I remember the first time I encountered a rundown of Ben Franklin’s day. I was in college, and I thought he was insane. I could probably go to bed by 10 if I had to, but get up at 4? On purpose? Who does that?
I recently revisited his schedule when I stumbled across this article about it, and realized with a start that it’s actually really laid back. A schedule I’d enjoy following. Easing into the day. Taking two hours for lunch — reading, not working. Dedicating two small but energetic windows of time to the day’s work. I hope to someday be able to scale back to this model.
It made me think, though. I used to be such a night owl. Part of what appealed to me about editing was the ability to do the work any time, anywhere. I envisioned myself sleeping til late morning, then working in the afternoon and evening and having my nights to myself. Until I had a child that woke at 5 a.m. without fail. Now she sleeps in (til 7 or so — she’s still an early riser), and I get up at 4:30. I can count on one hand the nights in the past two years I stayed up past 10 p.m. The times, they changed.

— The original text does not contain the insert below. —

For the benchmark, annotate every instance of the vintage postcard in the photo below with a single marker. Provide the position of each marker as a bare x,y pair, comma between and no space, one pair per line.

What was so great about being up all night? You can’t do anything. Nothing’s open, no one’s awake, and you have to be quiet so you don’t wake them. Then I realized that was the point. Nighttime was my own, to spend as I wished. I couldn’t cook or clean or do anything productive without disturbing housemates and neighbors. I didn’t have to share my time with anyone. I could read, play games, binge-watch a show only I like, maybe work on a creative project. Nothing productive, though. There are no to-do lists at 2 a.m.
An hour of free time is a luxury these days, so I can’t even wrap my mind around having that kind of freedom. But I now understand why I don’t mind getting up before dawn. Sure, I’m working, but the setup remains the same: hours of cool, quiet solitude, in which I can take things at my own speed. It’s such a welcome contrast to the rest of my day.